Помочь матери донести тяжёлые сумки, притащить зимой пьяного отца домой из двора, чтобы не замёрз, помогать летом с огородом. Барс привык считать себя сильным, весёлым, и даже на отца вроде и не злился, так же шутил с ним или его приятелями. И всегда мечтал вырасти и стать той опорой, которую маме не смог дать отец. Летом работал, после школы подрабатывал, чтобы как-то сократить расходы хотя бы на себя. Мечтал получить хорошую профессию и свозить маму на море.
Не успел вырасти совсем чуть-чуть. Ему было семнадцать, когда мама умерла. Больше не для кого стало притворяться счастливым. Но в игру перед похоронами Барс смог рассмешить даже Богомола, и наверняка смог бы и Тима, будь тот в команде тогда. Его чувство юмора как с цепи сорвалось, но то же самое случилось и с алкоголизмом отца. Когда Барс вернулся из армии, прослужив два года, он понял, что отец его отсутствия не заметил. И не заметил, когда Барс собрал вещи и переехал на съёмную квартиру.
Он завидовал Акроссу, которого ждали дома, о котором волновались. Завидовал Тиму, который, лишившись семьи, попытался создать свою, хоть её и не ценил.
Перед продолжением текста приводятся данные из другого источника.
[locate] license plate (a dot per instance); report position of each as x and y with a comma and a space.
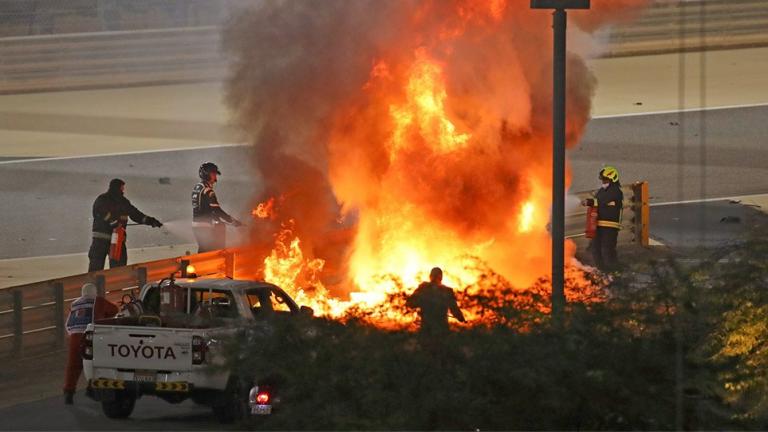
261, 409
145, 376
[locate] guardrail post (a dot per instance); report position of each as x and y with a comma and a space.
58, 312
101, 282
18, 328
229, 264
641, 212
141, 277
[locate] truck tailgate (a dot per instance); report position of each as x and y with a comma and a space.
151, 348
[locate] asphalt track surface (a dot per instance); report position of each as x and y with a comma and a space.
45, 205
45, 210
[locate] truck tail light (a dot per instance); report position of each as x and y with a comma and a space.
86, 346
262, 398
259, 396
198, 350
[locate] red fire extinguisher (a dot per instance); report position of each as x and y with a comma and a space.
591, 222
116, 245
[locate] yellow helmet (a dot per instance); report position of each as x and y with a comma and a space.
610, 173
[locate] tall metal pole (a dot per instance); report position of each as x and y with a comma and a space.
559, 23
560, 19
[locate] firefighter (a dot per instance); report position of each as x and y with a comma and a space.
208, 218
83, 311
111, 211
609, 201
434, 300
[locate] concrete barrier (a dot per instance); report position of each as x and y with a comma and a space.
102, 59
110, 59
Барс в съёмной квартире не мог завести даже собаку, прежде всего из-за хозяйки, и потому, что и сам еле сводил концы с концами.
Но Барс продолжал играть роль самого счастливого человека в мире. Даже теперь, когда Акросса убили, когда их с Тимом заперли и готовили к чему-то жуткому. Барс, сидя на бетонном полу у стены, представлял, что будут с ним делать и жевал эти мысли и образы до тех пор, пока не начинал примиряться с ними. Жечь огнём? Хорошо, не страшно. Отрезать пальцы? Тоже не так уж долго, всего десять. Резать на куски? Можно напороться на нож и закончить всё раньше, чем палачи планируют.
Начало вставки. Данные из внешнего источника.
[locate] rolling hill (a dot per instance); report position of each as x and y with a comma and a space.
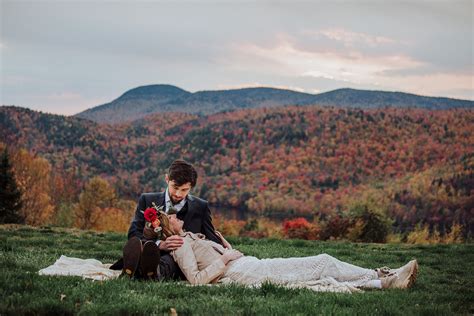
142, 101
416, 164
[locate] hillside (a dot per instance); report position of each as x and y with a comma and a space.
417, 164
443, 287
142, 101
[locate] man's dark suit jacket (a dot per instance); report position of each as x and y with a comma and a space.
195, 214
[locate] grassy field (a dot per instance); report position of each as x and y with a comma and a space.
444, 286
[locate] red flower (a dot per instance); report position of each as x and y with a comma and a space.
150, 214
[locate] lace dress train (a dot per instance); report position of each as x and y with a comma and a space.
319, 273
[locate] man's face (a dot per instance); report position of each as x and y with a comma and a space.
177, 193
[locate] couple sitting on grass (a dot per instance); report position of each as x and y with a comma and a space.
178, 241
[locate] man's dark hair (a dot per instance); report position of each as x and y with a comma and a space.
182, 172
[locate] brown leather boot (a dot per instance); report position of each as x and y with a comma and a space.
132, 252
150, 260
401, 278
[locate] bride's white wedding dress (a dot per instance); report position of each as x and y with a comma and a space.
200, 261
320, 273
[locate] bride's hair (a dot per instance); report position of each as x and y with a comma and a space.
165, 226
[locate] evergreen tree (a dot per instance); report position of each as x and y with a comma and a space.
10, 196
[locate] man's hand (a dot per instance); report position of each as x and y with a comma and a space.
171, 243
230, 255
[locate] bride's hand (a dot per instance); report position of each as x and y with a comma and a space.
225, 243
230, 255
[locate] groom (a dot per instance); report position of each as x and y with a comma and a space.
195, 213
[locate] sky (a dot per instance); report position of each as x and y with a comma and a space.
66, 56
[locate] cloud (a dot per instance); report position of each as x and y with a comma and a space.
389, 71
350, 38
345, 65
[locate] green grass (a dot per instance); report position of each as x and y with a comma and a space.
444, 285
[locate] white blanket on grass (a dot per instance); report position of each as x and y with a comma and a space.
86, 268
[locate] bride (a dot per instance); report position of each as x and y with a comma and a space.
203, 261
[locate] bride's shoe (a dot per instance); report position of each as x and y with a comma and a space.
401, 278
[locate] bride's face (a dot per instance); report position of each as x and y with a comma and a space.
176, 224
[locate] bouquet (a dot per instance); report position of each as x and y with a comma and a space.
151, 219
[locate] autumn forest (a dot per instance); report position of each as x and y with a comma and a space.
319, 172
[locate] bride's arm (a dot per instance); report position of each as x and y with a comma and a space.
186, 260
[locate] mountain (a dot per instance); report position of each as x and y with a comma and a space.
416, 164
142, 101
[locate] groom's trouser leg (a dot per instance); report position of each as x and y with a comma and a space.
168, 268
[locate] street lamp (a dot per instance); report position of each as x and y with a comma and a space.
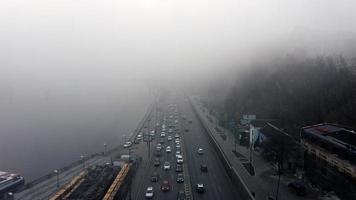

Тима смерть капитана вогнала в жуткое состояние пассивности, это оказалось его ахиллесовой пятой, через которую удалось сломать его эффективнее, чем любыми пытками. Барс думал, что лучше бы Тим плакал и жаловался, а не смотрел в одну точку, иногда хмурясь, как бы перемалывал в себе хитиновые панцири крупных насекомых. А ещё казалось, что Тим пытался вызвать чудо, для которого было уже поздно.
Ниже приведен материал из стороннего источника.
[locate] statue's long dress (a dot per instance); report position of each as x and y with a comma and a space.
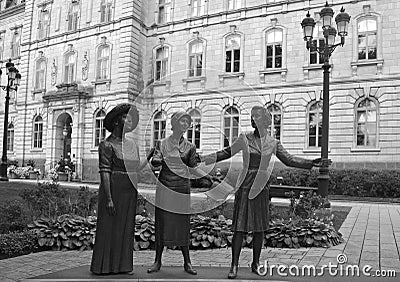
172, 212
113, 249
251, 208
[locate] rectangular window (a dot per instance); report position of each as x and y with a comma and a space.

Раньше Барс и не задумывался, сколько в их городе заброшенных или недостроенных мест, старых заводов, брошенных халуп. Вроде за последние дни они посетили их все, но у Легиона снова находилось, куда их притащить. Больше всего Барс боялся, что местом для пыток будет квартира отца, но их привели во что-то среднее между заброшенным и недостроенным домом, в здание больницы, так и не ставшей новой. Недостроенный дом пах свежим бетоном, известью и штукатуркой, больница же, как заброшенная избушка, плесенью и мусором, только запаха гнилого дерева не было. Что-то оставалось смешного в том, что их убьют там, где должны были спасать человеческие жизни. Да и откуда по стране вообще столько брошенных больниц?
— Тим, а Тим? — окликнул Барс, садясь на корточки напротив. Из кокона-куртки, из глубины её, смотрел на него только один глаз. Не будь они союзниками, Барс не рисковал бы сейчас оставаться с Тимом наедине в закрытой комнате. — Ты должен мне кое-что пообещать, дружище. Выслушать, а потом пообещать.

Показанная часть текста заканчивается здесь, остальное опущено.